Because barley does not produce processed products like wheat (white flour), it is rarely farmed commercially.
In Indian kitchens, pearl barley is still the most underappreciated ingredient. It should be the summer's star grain, but because barley does not produce processed products like wheat (white flour), it is rarely farmed commercially. Even though peninsular India relies more on millets, it is fortunately farmed in smaller scales across diverse climatic zones in the country from Leh to Rajasthan. Thankfully, we have good grade barley (jau) accessible for us to use for the same reason. Pearl barley is just hulled barley known in northern India as jau ki gulli, pronounced slightly differently in different places as gulli, guli, or gulrhi, but you may tell your local neighborhood grocer what you want. If your local chakkiwala does not already have it in stock, he will gladly order it for you.
It's a cooling grain that needs a lot of water when cooking. The roti made with chana atta (known as jauchan ka atta) is highly delectable, but the khichdi, Jau ki Ghat or Raab, Jau ka sattu can be mixed with water and seasoning for a rapid lunch.

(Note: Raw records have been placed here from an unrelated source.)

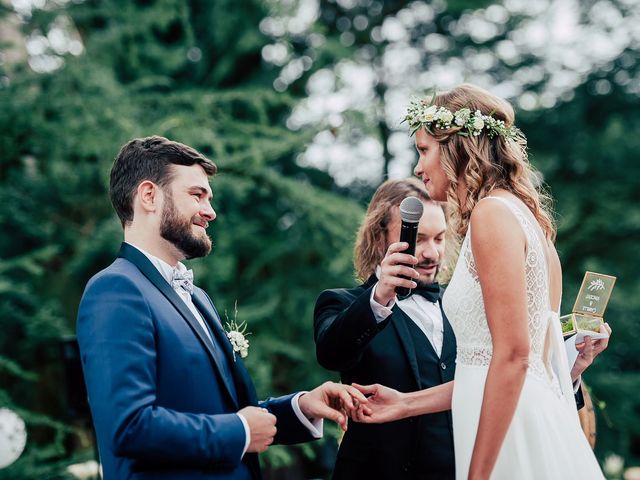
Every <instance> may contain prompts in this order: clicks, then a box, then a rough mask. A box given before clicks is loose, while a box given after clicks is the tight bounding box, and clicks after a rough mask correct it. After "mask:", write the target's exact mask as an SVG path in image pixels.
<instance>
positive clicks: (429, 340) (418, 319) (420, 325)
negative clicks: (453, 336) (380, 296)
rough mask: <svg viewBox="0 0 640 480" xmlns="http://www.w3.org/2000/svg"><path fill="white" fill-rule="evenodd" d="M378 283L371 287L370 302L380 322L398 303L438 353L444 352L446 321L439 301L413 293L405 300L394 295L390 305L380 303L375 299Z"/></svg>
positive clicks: (373, 313) (378, 320)
mask: <svg viewBox="0 0 640 480" xmlns="http://www.w3.org/2000/svg"><path fill="white" fill-rule="evenodd" d="M377 286H378V284H377V283H376V284H375V285H374V286H373V288H372V289H371V298H370V300H369V303H370V305H371V310H372V311H373V316H374V318H375V319H376V321H377V322H378V323H380V322H382V321H383V320H384V319H385V318H387V317H388V316H389V315H391V309H392V308H393V306H394V305H395V304H396V302H397V303H398V307H399V308H400V309H401V310H402V311H403V312H404V313H406V314H407V316H408V317H409V318H410V319H411V320H412V321H413V323H415V324H416V325H417V326H418V328H419V329H420V330H421V331H422V333H424V334H425V336H426V337H427V340H429V342H430V343H431V345H432V346H433V349H434V350H435V352H436V355H438V357H440V354H441V353H442V342H443V341H444V321H443V320H442V310H441V309H440V304H439V303H438V302H430V301H429V300H427V299H426V298H424V297H422V296H420V295H411V296H410V297H408V298H405V299H404V300H398V298H397V297H394V298H393V300H391V302H390V303H389V305H380V304H379V303H378V302H376V301H375V300H374V299H373V296H374V295H375V293H376V287H377Z"/></svg>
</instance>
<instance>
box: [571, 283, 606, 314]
mask: <svg viewBox="0 0 640 480" xmlns="http://www.w3.org/2000/svg"><path fill="white" fill-rule="evenodd" d="M615 283H616V277H612V276H611V275H603V274H601V273H594V272H587V273H585V275H584V280H582V286H581V287H580V292H578V297H577V298H576V303H575V305H574V306H573V312H574V313H579V314H583V315H591V316H593V317H600V318H602V317H604V311H605V309H606V308H607V303H609V298H610V297H611V292H612V290H613V286H614V285H615Z"/></svg>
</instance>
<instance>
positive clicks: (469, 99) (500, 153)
mask: <svg viewBox="0 0 640 480" xmlns="http://www.w3.org/2000/svg"><path fill="white" fill-rule="evenodd" d="M433 103H434V104H435V105H437V106H443V107H446V108H448V109H449V110H451V111H452V112H456V111H458V110H460V109H462V108H469V109H470V110H471V111H472V112H475V111H476V110H480V112H482V113H483V114H485V115H491V116H492V117H494V118H495V119H497V120H502V121H504V123H505V125H506V126H507V127H509V126H511V125H513V124H514V120H515V113H514V111H513V107H512V106H511V105H510V104H509V103H508V102H507V101H506V100H503V99H501V98H499V97H496V96H495V95H492V94H491V93H489V92H487V91H486V90H484V89H482V88H480V87H476V86H474V85H470V84H463V85H460V86H458V87H456V88H454V89H453V90H450V91H448V92H444V93H440V94H437V95H436V96H435V98H434V100H433ZM460 130H461V128H460V127H456V126H452V127H451V128H448V129H438V128H431V132H430V133H432V134H433V136H434V138H435V139H436V140H437V141H438V142H439V143H440V160H441V164H442V168H443V170H444V172H445V174H446V176H447V178H448V179H449V181H450V186H449V189H448V190H447V203H448V207H449V211H450V215H451V216H450V227H451V229H452V232H453V233H454V237H456V239H458V240H459V239H460V238H461V237H462V236H464V234H465V232H466V231H467V227H468V225H469V219H470V217H471V212H472V211H473V208H474V207H475V205H476V203H478V201H479V200H480V199H482V198H484V197H485V196H487V195H488V194H489V193H490V192H491V191H493V190H495V189H498V188H500V189H504V190H507V191H508V192H511V193H512V194H513V195H515V196H516V197H518V198H519V199H520V200H522V202H524V203H525V205H526V206H527V207H528V208H529V210H531V212H532V213H533V215H534V216H535V218H536V220H537V221H538V223H539V224H540V226H541V227H542V230H543V232H544V234H545V236H546V237H547V238H549V239H550V240H552V241H553V240H555V235H556V230H555V225H554V222H553V217H552V208H551V197H550V196H549V195H548V194H547V192H546V191H545V190H544V189H543V188H542V186H538V187H536V185H535V184H534V182H535V181H536V180H535V179H536V172H535V170H534V169H533V167H532V166H531V164H530V163H529V161H528V158H527V141H526V138H525V137H524V135H520V134H519V135H517V136H516V137H515V138H512V139H508V138H505V137H503V136H501V135H496V136H495V137H494V138H493V139H491V138H489V136H488V135H487V133H486V132H483V133H481V134H480V135H478V136H474V135H469V136H463V135H459V134H457V132H459V131H460ZM461 180H462V181H464V183H465V185H464V188H465V189H466V198H465V200H464V203H461V202H460V200H459V199H458V188H459V185H460V181H461Z"/></svg>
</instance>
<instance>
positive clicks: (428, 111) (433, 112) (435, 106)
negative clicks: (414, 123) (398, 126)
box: [420, 105, 438, 123]
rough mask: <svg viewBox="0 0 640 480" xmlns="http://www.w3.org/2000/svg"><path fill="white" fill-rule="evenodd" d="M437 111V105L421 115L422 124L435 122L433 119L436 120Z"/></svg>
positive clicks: (428, 108)
mask: <svg viewBox="0 0 640 480" xmlns="http://www.w3.org/2000/svg"><path fill="white" fill-rule="evenodd" d="M437 110H438V107H436V106H435V105H431V106H430V107H427V109H425V110H424V111H423V112H422V113H421V114H420V122H422V123H431V122H433V119H434V118H435V115H436V112H437Z"/></svg>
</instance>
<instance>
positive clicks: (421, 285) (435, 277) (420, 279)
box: [413, 261, 440, 287]
mask: <svg viewBox="0 0 640 480" xmlns="http://www.w3.org/2000/svg"><path fill="white" fill-rule="evenodd" d="M433 265H435V266H436V269H435V271H434V272H433V273H432V274H430V275H426V276H421V277H420V278H419V279H418V280H416V283H417V284H418V286H419V287H427V286H429V285H431V284H432V283H435V281H436V278H438V273H439V272H440V264H439V263H438V262H429V261H427V262H422V263H420V264H418V265H415V266H414V267H413V268H417V267H422V268H427V267H431V266H433Z"/></svg>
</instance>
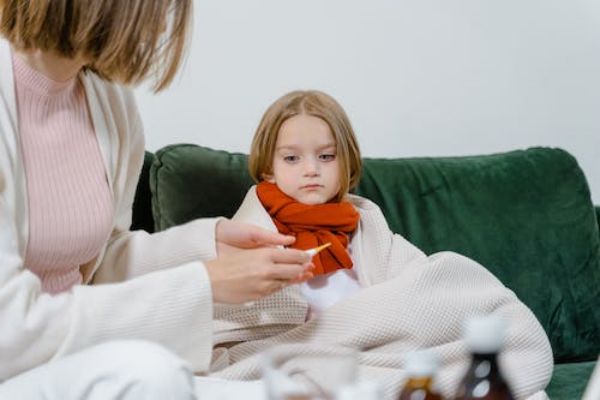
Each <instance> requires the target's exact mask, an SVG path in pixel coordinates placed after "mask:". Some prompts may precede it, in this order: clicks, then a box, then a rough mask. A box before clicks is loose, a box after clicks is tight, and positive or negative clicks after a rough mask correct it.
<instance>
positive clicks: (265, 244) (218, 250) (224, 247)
mask: <svg viewBox="0 0 600 400" xmlns="http://www.w3.org/2000/svg"><path fill="white" fill-rule="evenodd" d="M294 240H296V239H295V238H294V237H293V236H286V235H282V234H280V233H278V232H271V231H269V230H267V229H264V228H261V227H259V226H256V225H252V224H245V223H242V222H236V221H232V220H229V219H222V220H220V221H219V222H218V223H217V227H216V241H217V254H219V250H220V249H219V247H223V246H222V245H225V246H226V247H224V248H228V247H237V248H240V249H255V248H257V247H265V246H279V245H281V246H287V245H290V244H292V243H294Z"/></svg>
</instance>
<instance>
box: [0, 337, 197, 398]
mask: <svg viewBox="0 0 600 400" xmlns="http://www.w3.org/2000/svg"><path fill="white" fill-rule="evenodd" d="M5 399H6V400H17V399H18V400H134V399H135V400H154V399H157V400H158V399H160V400H170V399H172V400H179V399H184V400H194V399H196V396H195V395H194V379H193V374H192V372H191V371H190V369H189V367H188V365H187V364H186V363H185V361H183V360H181V359H180V358H178V357H177V356H175V355H173V354H171V353H170V352H169V351H167V350H165V349H164V348H163V347H161V346H159V345H157V344H154V343H150V342H144V341H115V342H108V343H105V344H100V345H97V346H94V347H91V348H89V349H86V350H83V351H81V352H79V353H76V354H73V355H70V356H68V357H65V358H62V359H60V360H56V361H53V362H50V363H48V364H44V365H42V366H40V367H37V368H34V369H32V370H30V371H27V372H25V373H23V374H21V375H18V376H16V377H14V378H12V379H9V380H8V381H6V382H4V383H2V384H0V400H5Z"/></svg>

Jau ka daliya, and other summer-friendly dishes include khichdi, Jau ki Ghat or Raab, Jau ki Ghat or Raab.
Barley has a high fibre content that is good for gut health and bulks up the stool, making constipation easier to manage. Although it contains gluten, most gluten-intolerant people (not celiacs) are able to consume barley without difficulty. Millets are not suitable for people with a weaker digestive system, but barley is. You just need to soak pearl barley if you're using it.
It's time to make Pearl Barley and Tomato Risotto
100g sundried tomatoes, finely chopped
1 tbsp olive oil
1 onion, finely chopped
3 garlic cloves, crushed
15g fresh coriander, stems finely chopped, leaves roughly chopped
350g pearl barley, soaked
400g chopped tomatoes
600 ml vegetable stalk, salted
100g Salad cheese, crumbled
Method: In a large, covered saucepan, heat 1 tbsp oil over medium-low heat. Cook, stirring periodically, for 5-7 minutes, or until the onion, garlic, and coriander stems are tender and translucent. Combine the pearl barley, sundried tomatoes, chopped tomatoes, and stock in a large mixing bowl. Bring to a boil, then reduce to a low heat setting and cover. Simmer, stirring occasionally, for 30-40 minutes, or until the barley is just cooked and the liquid has been absorbed. Season with pepper and mix in the barley until it has released its starch and the risotto is creamy. To serve, mix in the cheese and coriander leaves.
This quick vegetarian dinner is packed with exotic flavor thanks to tart sundried tomatoes, garlic, and parsley, and it's also healthful.